La parte rock dell'isola è governata da altri gruppi, ma
anche la tradizione è altrove (anche se i Tancaruja cantano
in sardo). Il gruppo riesce a ottenere una sintesi asciutta di
suoni acustici e lievi ombreggiature elettroniche che porta lontano
dai manuali di musica etnica.
Ne esce un disco di canzoni lievi, di pop viscerale ma delicato
(bellissima Poesia traittora) che risplende di echi e colori naturali
e di sentimenti mai costretti ad uscire con la forza. Un disco
istintivo e intenso.
Felice Liperi
La Repubblica, Inserto MUSICA, 18 marzo 1999
Dopo una lunghissima attività in avventure prestigiose
fra cui spiccano quelle con Stormy Six e Salis'n Salis, il pluristrumentista
Pino Martini torna alle sue radici sarde con questo In terra
e in chelu, realizzato con il progetto Tancaruja. Un lavoro
che arriva come risultato di due anni di ricerche negli archivi
etnomusicali e un'attenta osservazione della tradizione letterale
sarda. Così riesce a far convivere muttos (Ballu e cantu)
con pulsioni elettriche, tablas (Sona Sonette) e cori a tenores,
ninnananne (Goi e gai) e veementi ritmi africani (Eni ca...).
In Terra e in chelu non è solo l'approdo ad una modernizzazione
"controllata" della musica folk, ma è anche il
segno che da tempo stiamo assistendo ad una vera e propria rinascita
della musica sarda.
Walter Porcedda
La Nuova Sardegna, 10 luglio 1998
...
Oltre mille copie vendute nel giro di pochi giorni.
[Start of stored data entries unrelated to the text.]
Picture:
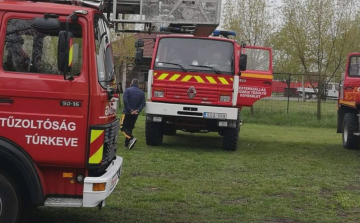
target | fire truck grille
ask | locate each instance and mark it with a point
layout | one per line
(201, 94)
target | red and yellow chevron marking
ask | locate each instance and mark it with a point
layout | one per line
(206, 79)
(193, 78)
(349, 103)
(96, 146)
(263, 76)
(71, 51)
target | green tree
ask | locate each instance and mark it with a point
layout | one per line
(315, 38)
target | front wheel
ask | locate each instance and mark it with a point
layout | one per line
(230, 138)
(9, 201)
(350, 126)
(153, 133)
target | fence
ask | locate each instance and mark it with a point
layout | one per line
(287, 99)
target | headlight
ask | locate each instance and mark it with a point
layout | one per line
(158, 94)
(225, 98)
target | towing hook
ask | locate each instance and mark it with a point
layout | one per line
(241, 122)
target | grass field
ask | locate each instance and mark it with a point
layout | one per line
(279, 174)
(274, 112)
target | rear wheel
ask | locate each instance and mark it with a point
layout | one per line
(153, 133)
(169, 130)
(10, 201)
(231, 136)
(350, 126)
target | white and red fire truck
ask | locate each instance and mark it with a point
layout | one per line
(200, 84)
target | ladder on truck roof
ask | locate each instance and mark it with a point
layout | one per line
(199, 17)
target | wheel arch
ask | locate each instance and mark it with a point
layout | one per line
(341, 113)
(14, 160)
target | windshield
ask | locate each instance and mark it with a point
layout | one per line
(104, 56)
(194, 54)
(33, 50)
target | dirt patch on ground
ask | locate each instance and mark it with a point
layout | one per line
(325, 192)
(241, 200)
(283, 220)
(286, 195)
(352, 187)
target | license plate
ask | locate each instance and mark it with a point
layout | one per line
(213, 115)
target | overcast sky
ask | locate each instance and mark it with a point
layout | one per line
(273, 5)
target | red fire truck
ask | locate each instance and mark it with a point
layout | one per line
(349, 103)
(200, 84)
(58, 124)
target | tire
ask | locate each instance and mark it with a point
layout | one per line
(169, 130)
(231, 136)
(10, 201)
(153, 133)
(350, 126)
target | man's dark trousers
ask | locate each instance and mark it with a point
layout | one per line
(127, 125)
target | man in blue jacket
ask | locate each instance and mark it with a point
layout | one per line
(134, 102)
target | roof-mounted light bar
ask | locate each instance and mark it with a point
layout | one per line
(99, 5)
(224, 33)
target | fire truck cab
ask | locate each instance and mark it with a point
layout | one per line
(349, 103)
(58, 123)
(200, 84)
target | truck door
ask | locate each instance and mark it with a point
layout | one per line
(255, 82)
(39, 110)
(350, 89)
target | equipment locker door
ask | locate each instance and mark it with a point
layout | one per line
(39, 110)
(255, 82)
(350, 89)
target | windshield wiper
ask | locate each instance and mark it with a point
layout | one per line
(175, 64)
(213, 68)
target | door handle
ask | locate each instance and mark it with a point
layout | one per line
(6, 100)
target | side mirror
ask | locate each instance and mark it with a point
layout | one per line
(45, 23)
(65, 51)
(242, 62)
(139, 56)
(139, 43)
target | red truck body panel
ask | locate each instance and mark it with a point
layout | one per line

Quasi un dato
record per il mercato discografico isolano. Un successo che si
spiega, naturalmente, sia con la bontà del prodotto che
per la bravura degli artisti. Successo quasi annunciato quindi,
all'uscita, qualche settimana fa, di "in Terra e chelu",
album d'esordio della nuova formazione Tancaruja. Una sigla dietro
la quale si nascondono nomi blasonati d'artisti di origine sarda,
ma da tempo residenti fuori dall'isola, che anzi, proprio fuori
dall'isola hanno raccolto riconoscimenti e successo.......
Cristiano Sanna
Unione Sarda, 19 giugno 1998
..."Dammi la mano, piseddu caro, che ti porto a cavallo di
una nuvola misteriosa fatta di argento e oro, così e cosà
riposa leggero nel tuo ninnare" recita il testo di Goi e
gai. E la poesia della tenerezza fra padre e figlio si culla di
chitarre a bordone e arpeggi mediterranei, percussioni gioiose
e una voce che osa metter insieme, senza forzature, la lezione
senza tempo di Leonardo Cabizza e i fraseggi di Stevie Wonder.
In apertura Sona sonette ed Eni Ca fondono danze senegalesi e
crescendo rock, attenti a non soffocare l'organetto che regge
la delicata armonia di Frore......
Giacomo Serreli
...
Nel respiro avvolgente di Sona sonette l'impulso ritmico delle
percussioni, non schiaccia fisarmonica e chitarra che riconducono
alla fonte della tradizione dalla quale si attinge a piene mani
per dare vita al fluire di Frore. Ovunque è poi la meticolosità
degli impasti vocali, la cristallina intonazione di Beppe Dettori
a dare un senso ancora più marcato a questa forza comunicativa
che trasuda dai brani; quasi volessero comunque superare la dimensione
sarda, darsi un'anima universale alla quale non sono estranei
umori africani, mediterranei. Dagli approcci più disinvolti
e meno convenzionali di Ballade bois al grande ballo, tra terra
e polvere, che si disegna in Eni ca ti canto; dal sofferto lirismo
di Poesia traittora alla compiutezza di Ballu e cantu. Qui idealmente
il cerchio si chiude: nell'esaltazione primigenia di voci antiche,
in una struttura apparentemente disadorna che racchiude una grande
ricchezza. La forza di essere musica che salta gli steccati punta
dritta al cuore, oltre ogni confine.